PUC Denies AEP to Sell Electricity in Texas as “AEP Retail Energy.”

Posted on Posted in AEP Retail Energy, PUC/ERCOT, Texas Electricity News

In what I consider great news, and despite an earlier ruling by a Texas judge, last week the PUC voted 2-1 to forbid AEP from using the name “AEP Retail Energy” to sell electricity in the state of Texas.

I wrote extensively about what I saw as the dangers of selling Texas electricity under the AEP brand name in earlier articles, and I was dismayed when a judge ruled that doing so didn’t violate any of the existing PURA laws in regards to joint marketing and the separation of TDU’s (Transmission & Distribution Utilities) and REP (Retail Electricity Providers). However, despite the Judge’s ruling (which took into account testimony from the PUC), the PUC went ahead and voted to forbid the use of the AEP Retail Energy name for selling electricity in Texas.

Not only does this work to prevent confusion on the part of the customers as to who exactly is providing them electricity (in what is already a confusing market), but it also acts as a barrier for other TDU’s who would have been looking to take competitive advantage of their established corporate brands to sell retail electricity. For example Centerpoint, the company that acts as the TDU in the Houston area, still owns the rights to the name HL&P (Houston Lighting & Power). What would have stopped them from using that name with it’s decades of consumer recognition, to sell electricity? Or to sell electricity as HL&P AND Centerpoint Electricity? This move should hopefully keep those kinds of initiatives to a minimum.

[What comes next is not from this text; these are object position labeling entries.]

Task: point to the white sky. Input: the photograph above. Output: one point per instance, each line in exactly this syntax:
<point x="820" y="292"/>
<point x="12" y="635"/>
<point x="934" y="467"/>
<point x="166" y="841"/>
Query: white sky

Also interesting in this article to me was the dynamic of the 2-1 vote against the move. The one vote in favor was Donna Nelson, commissioner of the PUC. Lately Kenneth Anderson, also a PUC board member, has been voting against Nelson or disagreeing with her publicly on the increase of the market cap and it’s ability to create new generation. Interestingly enough Donna Nelson was in favor of allowing AEP to do business. And it’s not surprisingly that Kenneth Anderson opposed her. But it is somewhat interesting that the newest appointed member of the PUC, Rolando Pablos, voted with Anderson instead of Nelson. This is the first major issue where Pablos hasn’t sided strictly with Nelson in any vote. I wonder if any political shakeup is taking place in the PUC?